Feature: and, MI Score: 1.0986
Feature: food, MI Score: 1.0986
Feature: i, MI Score: 1.0986
Feature: the, MI Score: 1.0986
Feature: was, MI Score: 1.0986
Feature: amazing, MI Score: 0.6365
Feature: ambiance, MI Score: 0.6365
Feature: at, MI Score: 0.6365
Feature: back, MI Score: 0.6365
Feature: come, MI Score: 0.6365
Feature: friendly, MI Score: 0.6365
Feature: is, MI Score: 0.6365
Feature: love, MI Score: 0.6365
Feature: nice, MI Score: 0.6365
Feature: pasta, MI Score: 0.6365
Feature: restaurant, MI Score: 0.6365
Feature: service, MI Score: 0.6365
Feature: slow, MI Score: 0.6365
Feature: staff, MI Score: 0.6365
Feature: terrible, MI Score: 0.6365
Feature: their, MI Score: 0.6365
Feature: this, MI Score: 0.6365
Feature: wo, MI Score: 0.6365




Question 4 (10 points): Write python code to rank the text based on text similarity. Based on the text data you used for question 2, design a query to match the most relevant docments. Please use the BERT model to represent both your query and the text data, then calculate the cosine similarity between the query and each text in your data. Rank the similary with descending order.

In [26]:
pip install transformers scipy



In [28]:
import numpy as np
from scipy.spatial.distance import cosine
from transformers import BertTokenizer, BertModel
import torch

# Sample text data
sample_reviews = [
    "The food at this restaurant is amazing. I love their pasta!",
    "Service was slow, and the food was terrible. I won't come back.",
    "The ambiance was nice, and the staff was friendly.",
]

# Query
query = "I'm looking for a restaurant with great food and friendly staff."

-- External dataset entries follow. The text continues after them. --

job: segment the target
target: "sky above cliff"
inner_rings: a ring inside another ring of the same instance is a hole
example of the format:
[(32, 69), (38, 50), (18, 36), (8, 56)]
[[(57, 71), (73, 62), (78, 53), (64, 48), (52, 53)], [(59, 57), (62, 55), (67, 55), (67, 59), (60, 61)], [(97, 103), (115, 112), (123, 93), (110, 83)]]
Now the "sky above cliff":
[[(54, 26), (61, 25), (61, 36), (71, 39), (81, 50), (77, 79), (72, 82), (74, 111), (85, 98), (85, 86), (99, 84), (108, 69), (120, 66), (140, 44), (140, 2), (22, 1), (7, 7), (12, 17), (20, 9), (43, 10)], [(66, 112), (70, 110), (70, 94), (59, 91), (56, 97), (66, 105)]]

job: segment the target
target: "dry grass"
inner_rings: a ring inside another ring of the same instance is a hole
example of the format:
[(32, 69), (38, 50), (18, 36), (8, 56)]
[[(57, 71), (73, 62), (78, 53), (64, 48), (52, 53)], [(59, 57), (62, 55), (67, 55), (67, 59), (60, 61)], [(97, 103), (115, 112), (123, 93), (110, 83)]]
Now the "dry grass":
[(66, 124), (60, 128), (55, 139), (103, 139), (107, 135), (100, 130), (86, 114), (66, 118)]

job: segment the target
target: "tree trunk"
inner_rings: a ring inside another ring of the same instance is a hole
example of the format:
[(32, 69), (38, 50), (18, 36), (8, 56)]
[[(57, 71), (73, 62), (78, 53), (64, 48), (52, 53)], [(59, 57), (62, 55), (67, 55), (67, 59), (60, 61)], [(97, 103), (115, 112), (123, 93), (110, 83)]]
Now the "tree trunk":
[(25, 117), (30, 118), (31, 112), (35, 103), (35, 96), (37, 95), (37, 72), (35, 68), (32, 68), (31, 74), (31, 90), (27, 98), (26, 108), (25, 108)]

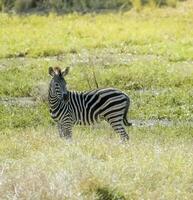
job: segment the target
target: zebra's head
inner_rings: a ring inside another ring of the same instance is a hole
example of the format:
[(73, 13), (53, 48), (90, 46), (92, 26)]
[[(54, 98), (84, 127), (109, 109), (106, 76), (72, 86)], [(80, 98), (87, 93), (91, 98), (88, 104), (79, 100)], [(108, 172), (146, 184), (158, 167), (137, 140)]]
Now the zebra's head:
[(52, 95), (56, 96), (59, 100), (68, 101), (68, 91), (64, 76), (69, 72), (69, 67), (61, 70), (59, 67), (49, 67), (49, 74), (52, 76), (50, 81), (50, 90)]

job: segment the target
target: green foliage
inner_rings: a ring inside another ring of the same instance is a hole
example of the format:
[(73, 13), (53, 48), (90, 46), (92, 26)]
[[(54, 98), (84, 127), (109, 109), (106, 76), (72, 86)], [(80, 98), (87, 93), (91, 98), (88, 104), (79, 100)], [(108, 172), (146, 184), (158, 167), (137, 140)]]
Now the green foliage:
[[(191, 8), (1, 14), (0, 197), (193, 199)], [(106, 123), (74, 127), (71, 142), (59, 138), (46, 102), (48, 67), (69, 65), (70, 90), (96, 88), (95, 75), (100, 87), (131, 97), (129, 145)]]
[(0, 0), (0, 10), (16, 12), (28, 11), (32, 8), (52, 11), (98, 11), (102, 9), (123, 9), (133, 6), (140, 11), (143, 5), (167, 5), (176, 7), (178, 0)]

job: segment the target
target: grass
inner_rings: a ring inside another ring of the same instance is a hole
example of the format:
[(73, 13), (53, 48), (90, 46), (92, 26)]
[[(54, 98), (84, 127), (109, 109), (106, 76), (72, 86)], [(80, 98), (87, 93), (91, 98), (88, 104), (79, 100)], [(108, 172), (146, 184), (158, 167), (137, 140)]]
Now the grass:
[[(192, 7), (0, 14), (1, 199), (193, 199)], [(56, 65), (72, 66), (71, 90), (95, 88), (94, 71), (131, 97), (129, 144), (105, 123), (59, 138), (46, 101)]]
[(192, 199), (192, 141), (176, 137), (184, 128), (161, 127), (161, 134), (160, 127), (133, 128), (128, 146), (108, 127), (105, 135), (101, 127), (95, 135), (76, 128), (73, 143), (50, 129), (7, 132), (1, 135), (1, 197)]

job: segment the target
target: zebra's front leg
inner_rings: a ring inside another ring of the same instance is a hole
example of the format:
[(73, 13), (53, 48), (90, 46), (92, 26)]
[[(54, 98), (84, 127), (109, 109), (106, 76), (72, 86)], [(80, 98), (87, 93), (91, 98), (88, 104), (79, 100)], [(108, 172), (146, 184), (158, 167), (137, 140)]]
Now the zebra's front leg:
[(58, 123), (58, 131), (60, 137), (65, 137), (66, 139), (72, 138), (72, 127), (65, 127), (63, 124)]

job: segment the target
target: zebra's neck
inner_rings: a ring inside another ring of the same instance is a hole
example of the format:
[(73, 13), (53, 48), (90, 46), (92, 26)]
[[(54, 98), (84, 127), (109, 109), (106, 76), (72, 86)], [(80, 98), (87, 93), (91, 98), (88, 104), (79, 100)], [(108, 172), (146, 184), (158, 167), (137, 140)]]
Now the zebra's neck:
[(61, 110), (64, 110), (67, 107), (68, 103), (65, 103), (64, 100), (61, 100), (57, 95), (49, 88), (48, 101), (50, 106), (50, 113), (53, 118), (57, 118)]

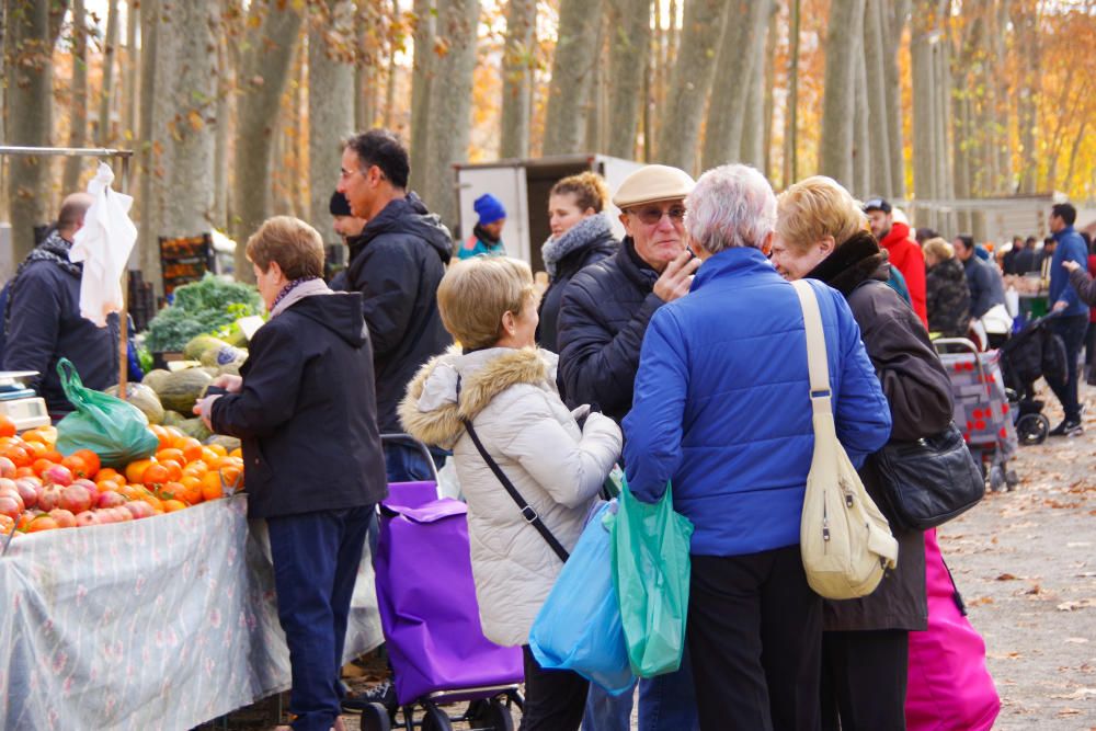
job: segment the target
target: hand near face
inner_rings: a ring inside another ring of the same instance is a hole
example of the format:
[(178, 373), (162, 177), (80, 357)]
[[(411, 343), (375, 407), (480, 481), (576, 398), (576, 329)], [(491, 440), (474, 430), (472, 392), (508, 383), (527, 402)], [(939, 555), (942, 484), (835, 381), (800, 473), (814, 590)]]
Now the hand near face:
[(664, 302), (672, 302), (688, 294), (693, 284), (693, 274), (700, 266), (700, 260), (693, 256), (686, 249), (662, 271), (659, 281), (654, 283), (654, 294)]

# Load BERT tokenizer and model
tokenizer = BertTokenizer.from_pretrained('bert-base-uncased')
model = BertModel.from_pretrained('bert-base-uncased')

# Tokenize and encode the query
query_tokens = tokenizer.encode(query, add_special_tokens=True)
query_tokens = torch.tensor(query_tokens).unsqueeze(0)

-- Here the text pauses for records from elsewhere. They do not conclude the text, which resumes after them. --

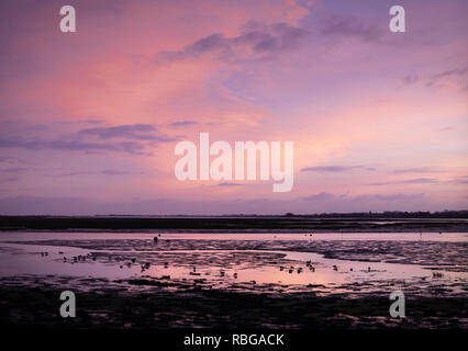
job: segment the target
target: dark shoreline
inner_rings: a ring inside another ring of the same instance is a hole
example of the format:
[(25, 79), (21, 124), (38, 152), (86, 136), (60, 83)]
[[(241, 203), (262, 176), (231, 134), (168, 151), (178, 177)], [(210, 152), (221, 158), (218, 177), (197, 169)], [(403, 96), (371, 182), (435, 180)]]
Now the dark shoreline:
[[(70, 288), (73, 288), (70, 286)], [(192, 288), (170, 294), (158, 287), (77, 293), (77, 317), (62, 318), (59, 291), (0, 286), (2, 328), (268, 328), (420, 329), (467, 328), (467, 298), (409, 296), (406, 318), (389, 316), (387, 296), (343, 298), (313, 294), (248, 294)], [(40, 302), (40, 303), (38, 303)]]
[(468, 233), (466, 218), (0, 216), (0, 231)]

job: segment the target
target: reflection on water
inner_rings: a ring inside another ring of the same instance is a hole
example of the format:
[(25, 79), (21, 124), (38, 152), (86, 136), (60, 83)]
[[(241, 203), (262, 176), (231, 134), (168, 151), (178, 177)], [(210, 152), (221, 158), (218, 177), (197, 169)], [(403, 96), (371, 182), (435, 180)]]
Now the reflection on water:
[[(0, 241), (0, 275), (21, 274), (136, 279), (152, 278), (208, 283), (214, 287), (233, 284), (279, 284), (317, 286), (339, 291), (342, 284), (385, 280), (432, 280), (433, 272), (419, 264), (347, 261), (322, 254), (267, 250), (171, 250), (138, 251), (125, 247), (125, 240), (148, 239), (154, 234), (109, 233), (4, 233)], [(171, 240), (298, 240), (298, 234), (164, 234)], [(346, 234), (344, 240), (414, 240), (415, 234)], [(420, 234), (417, 234), (417, 237)], [(314, 234), (313, 239), (336, 240), (341, 234)], [(81, 249), (67, 246), (21, 245), (23, 240), (119, 239), (124, 250)], [(427, 240), (463, 241), (466, 234), (431, 234)], [(303, 240), (303, 238), (302, 238)], [(130, 245), (130, 244), (129, 244)], [(237, 257), (236, 257), (237, 256)], [(444, 280), (463, 281), (466, 272), (444, 272)]]

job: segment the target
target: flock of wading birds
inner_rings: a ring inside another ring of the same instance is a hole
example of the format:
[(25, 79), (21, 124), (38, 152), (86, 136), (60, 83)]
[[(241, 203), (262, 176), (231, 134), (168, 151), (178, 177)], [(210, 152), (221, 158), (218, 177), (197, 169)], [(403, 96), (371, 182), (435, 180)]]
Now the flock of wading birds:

# Generate BERT embeddings for the query
with torch.no_grad():
    query_embeddings = model(query_tokens)[0].mean(dim=1).numpy().flatten()  # Flatten the embeddings

# Calculate cosine similarity between query and each document
similarities = []
for review in sample_reviews:
    # Tokenize and encode the document
    doc_tokens = tokenizer.encode(review, add_special_tokens=True)
    doc_tokens = torch.tensor(doc_tokens).unsqueeze(0)

    # Generate BERT embeddings for the document
    with torch.no_grad():
        doc_embeddings = model(doc_tokens)[0].mean(dim=1).numpy().flatten()  # Flatten the embeddings

    # Calculate cosine similarity
    similarity = 1 - cosine(query_embeddings, doc_embeddings)
    similarities.append(similarity)

# Rank documents based on similarity in descending order
ranked_indices = np.argsort(similarities)[::-1]
ranked_documents = [sample_reviews[i] for i in ranked_indices]

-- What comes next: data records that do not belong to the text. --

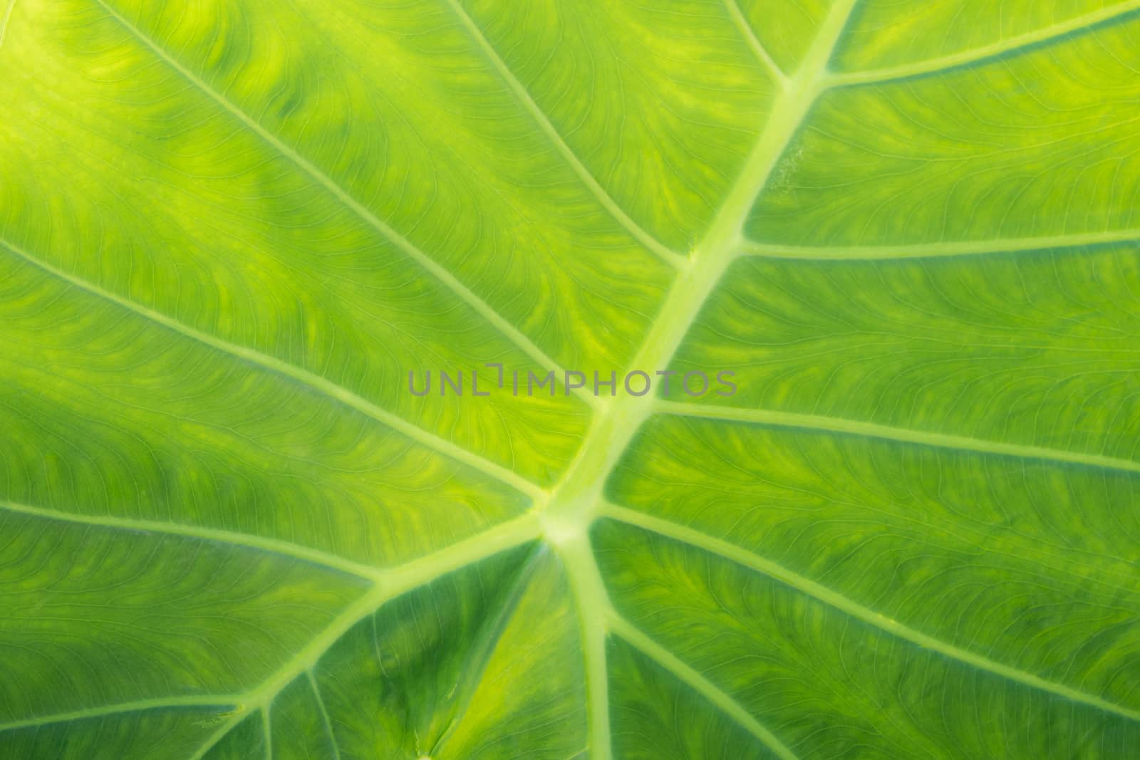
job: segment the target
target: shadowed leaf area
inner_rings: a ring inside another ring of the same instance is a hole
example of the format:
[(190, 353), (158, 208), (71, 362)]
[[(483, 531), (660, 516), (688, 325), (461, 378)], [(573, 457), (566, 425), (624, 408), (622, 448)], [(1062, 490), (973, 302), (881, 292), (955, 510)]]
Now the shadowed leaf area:
[(0, 0), (0, 757), (1137, 757), (1138, 51)]

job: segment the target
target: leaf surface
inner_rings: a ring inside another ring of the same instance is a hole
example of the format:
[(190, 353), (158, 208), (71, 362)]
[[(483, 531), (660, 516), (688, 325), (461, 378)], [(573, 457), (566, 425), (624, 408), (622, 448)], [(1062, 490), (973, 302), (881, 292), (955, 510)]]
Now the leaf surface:
[(0, 754), (1140, 746), (1140, 3), (2, 10)]

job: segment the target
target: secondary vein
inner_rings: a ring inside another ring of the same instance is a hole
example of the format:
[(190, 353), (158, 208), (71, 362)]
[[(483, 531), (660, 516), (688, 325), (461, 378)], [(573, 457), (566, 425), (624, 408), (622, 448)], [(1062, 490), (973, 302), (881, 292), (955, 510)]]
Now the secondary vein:
[(87, 293), (90, 293), (91, 295), (95, 295), (99, 299), (109, 301), (111, 303), (122, 307), (123, 309), (128, 309), (138, 314), (139, 317), (142, 317), (157, 325), (161, 325), (166, 329), (179, 333), (185, 337), (197, 341), (198, 343), (207, 345), (218, 351), (222, 351), (244, 361), (249, 361), (263, 369), (268, 369), (274, 374), (284, 375), (298, 383), (301, 383), (302, 385), (320, 393), (321, 395), (334, 399), (343, 403), (344, 406), (350, 407), (356, 411), (359, 411), (368, 417), (372, 417), (376, 422), (380, 422), (398, 431), (399, 433), (402, 433), (404, 435), (410, 438), (417, 443), (421, 443), (422, 446), (432, 449), (437, 453), (441, 453), (457, 461), (462, 461), (463, 464), (474, 469), (478, 469), (502, 483), (511, 485), (512, 488), (526, 493), (532, 499), (540, 500), (543, 498), (544, 491), (538, 485), (520, 476), (518, 473), (506, 469), (505, 467), (502, 467), (490, 461), (489, 459), (484, 459), (483, 457), (480, 457), (477, 453), (473, 453), (459, 446), (456, 446), (455, 443), (446, 439), (429, 433), (422, 427), (413, 425), (402, 417), (398, 417), (392, 412), (386, 411), (381, 407), (377, 407), (375, 403), (357, 395), (352, 391), (349, 391), (348, 389), (342, 387), (336, 383), (333, 383), (332, 381), (328, 381), (319, 375), (310, 373), (307, 369), (302, 369), (295, 365), (282, 361), (276, 357), (261, 353), (255, 349), (251, 349), (244, 345), (238, 345), (236, 343), (230, 343), (229, 341), (225, 341), (214, 335), (210, 335), (209, 333), (203, 333), (202, 330), (195, 329), (194, 327), (190, 327), (189, 325), (186, 325), (177, 319), (168, 317), (164, 313), (144, 307), (140, 303), (136, 303), (130, 299), (125, 299), (109, 291), (105, 291), (98, 285), (95, 285), (93, 283), (89, 283), (80, 277), (76, 277), (75, 275), (72, 275), (71, 272), (66, 272), (57, 267), (47, 263), (46, 261), (42, 261), (38, 256), (32, 255), (31, 253), (24, 251), (23, 248), (11, 243), (8, 243), (6, 240), (0, 240), (0, 247), (9, 251), (17, 258), (48, 272), (49, 275), (52, 275), (66, 281), (70, 285), (73, 285), (82, 291), (85, 291)]
[(961, 52), (937, 58), (927, 58), (911, 64), (898, 66), (885, 66), (882, 68), (870, 68), (861, 72), (845, 72), (834, 74), (826, 81), (826, 87), (846, 87), (850, 84), (870, 84), (888, 82), (891, 80), (931, 74), (950, 68), (958, 68), (972, 63), (996, 58), (1002, 55), (1016, 52), (1018, 50), (1060, 39), (1074, 32), (1081, 32), (1104, 24), (1121, 21), (1130, 16), (1134, 10), (1140, 9), (1140, 0), (1126, 0), (1114, 6), (1107, 6), (1089, 14), (1082, 14), (1067, 21), (1042, 26), (1041, 28), (1025, 34), (1016, 34), (1004, 40), (984, 44)]
[(769, 578), (773, 578), (785, 586), (789, 586), (797, 591), (806, 594), (812, 598), (826, 604), (840, 612), (844, 612), (853, 618), (862, 620), (887, 634), (890, 634), (897, 638), (905, 639), (911, 644), (917, 644), (923, 648), (937, 652), (946, 657), (956, 660), (959, 662), (966, 663), (978, 670), (985, 670), (987, 672), (994, 673), (1008, 680), (1023, 684), (1043, 692), (1049, 692), (1057, 696), (1061, 696), (1066, 700), (1073, 702), (1080, 702), (1089, 706), (1102, 710), (1105, 712), (1110, 712), (1113, 714), (1127, 718), (1130, 720), (1140, 721), (1140, 711), (1131, 710), (1123, 705), (1109, 702), (1102, 697), (1096, 696), (1093, 694), (1088, 694), (1080, 689), (1075, 689), (1070, 686), (1064, 684), (1057, 684), (1054, 681), (1047, 680), (1040, 676), (1035, 676), (1031, 672), (1007, 665), (988, 657), (984, 657), (979, 654), (975, 654), (968, 649), (954, 646), (947, 641), (935, 638), (921, 631), (918, 631), (904, 623), (898, 622), (882, 615), (862, 604), (849, 599), (846, 596), (831, 590), (830, 588), (816, 583), (813, 580), (804, 578), (798, 573), (788, 570), (779, 563), (772, 562), (771, 559), (765, 559), (747, 549), (723, 541), (720, 539), (715, 539), (711, 536), (702, 533), (692, 528), (685, 525), (678, 525), (677, 523), (669, 522), (667, 520), (661, 520), (659, 517), (653, 517), (651, 515), (636, 512), (634, 509), (627, 509), (625, 507), (619, 507), (616, 505), (608, 505), (603, 510), (606, 517), (620, 521), (628, 525), (635, 525), (643, 530), (652, 531), (659, 536), (665, 536), (671, 538), (676, 541), (687, 544), (698, 549), (702, 549), (715, 554), (717, 556), (731, 559), (740, 565), (743, 565), (750, 570), (759, 573), (764, 573)]
[[(369, 211), (364, 204), (349, 195), (348, 190), (341, 187), (335, 180), (333, 180), (328, 174), (323, 172), (314, 163), (307, 160), (304, 156), (299, 154), (292, 147), (282, 141), (278, 137), (271, 133), (269, 130), (263, 128), (258, 123), (252, 116), (246, 114), (244, 111), (234, 105), (226, 96), (221, 92), (214, 90), (205, 81), (203, 81), (197, 74), (192, 72), (189, 68), (184, 66), (177, 59), (174, 59), (170, 54), (168, 54), (162, 47), (160, 47), (150, 36), (145, 34), (136, 24), (131, 23), (127, 17), (120, 14), (117, 10), (108, 6), (105, 0), (95, 0), (112, 18), (117, 21), (132, 36), (135, 36), (139, 42), (141, 42), (147, 49), (149, 49), (158, 59), (174, 70), (180, 76), (182, 76), (187, 82), (189, 82), (199, 92), (205, 95), (207, 98), (218, 104), (222, 109), (229, 113), (231, 116), (237, 119), (242, 124), (244, 124), (250, 131), (260, 137), (264, 142), (272, 147), (277, 153), (292, 162), (298, 169), (300, 169), (304, 174), (307, 174), (317, 185), (325, 188), (331, 193), (337, 201), (344, 204), (352, 213), (360, 218), (365, 223), (372, 227), (374, 230), (380, 232), (385, 239), (393, 243), (400, 251), (402, 251), (409, 259), (415, 261), (417, 264), (423, 267), (427, 272), (430, 272), (435, 279), (442, 283), (448, 289), (450, 289), (455, 295), (459, 296), (472, 310), (474, 310), (479, 316), (486, 319), (488, 322), (495, 326), (495, 328), (511, 342), (513, 342), (518, 348), (526, 352), (536, 363), (540, 365), (547, 370), (554, 370), (555, 376), (563, 376), (564, 369), (554, 359), (548, 357), (542, 349), (539, 349), (535, 343), (523, 335), (523, 333), (516, 328), (514, 325), (510, 324), (504, 319), (495, 309), (490, 307), (486, 301), (475, 295), (466, 285), (461, 283), (458, 278), (455, 277), (450, 271), (438, 264), (431, 256), (416, 247), (410, 240), (396, 231), (386, 222), (381, 220), (376, 214)], [(587, 403), (594, 403), (595, 399), (588, 394), (583, 393), (580, 390), (576, 390), (579, 398), (584, 399)]]
[(777, 427), (799, 427), (829, 433), (849, 433), (888, 441), (919, 443), (940, 449), (958, 449), (977, 451), (1024, 459), (1042, 459), (1102, 469), (1118, 469), (1140, 473), (1140, 463), (1131, 459), (1118, 459), (1098, 453), (1066, 451), (1021, 443), (1005, 443), (986, 439), (967, 438), (964, 435), (947, 435), (909, 427), (893, 427), (858, 419), (829, 417), (825, 415), (803, 415), (791, 411), (772, 411), (768, 409), (742, 409), (739, 407), (722, 407), (716, 404), (684, 403), (677, 401), (659, 401), (658, 409), (667, 415), (701, 417), (705, 419), (722, 419), (731, 422), (754, 423), (757, 425), (774, 425)]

# Print the ranked documents and their similarity scores
for i, document in enumerate(ranked_documents):
    print(f"Rank {i+1}: Similarity Score: {similarities[ranked_indices[i]]:.4f}")
    print(document)
    print()


Rank 1: Similarity Score: 0.7755
The food at this restaurant is amazing. I love their pasta!

Rank 2: Similarity Score: 0.7386
Service was slow, and the food was terrible. I won't come back.

Rank 3: Similarity Score: 0.7386
The ambiance was nice, and the staff was friendly.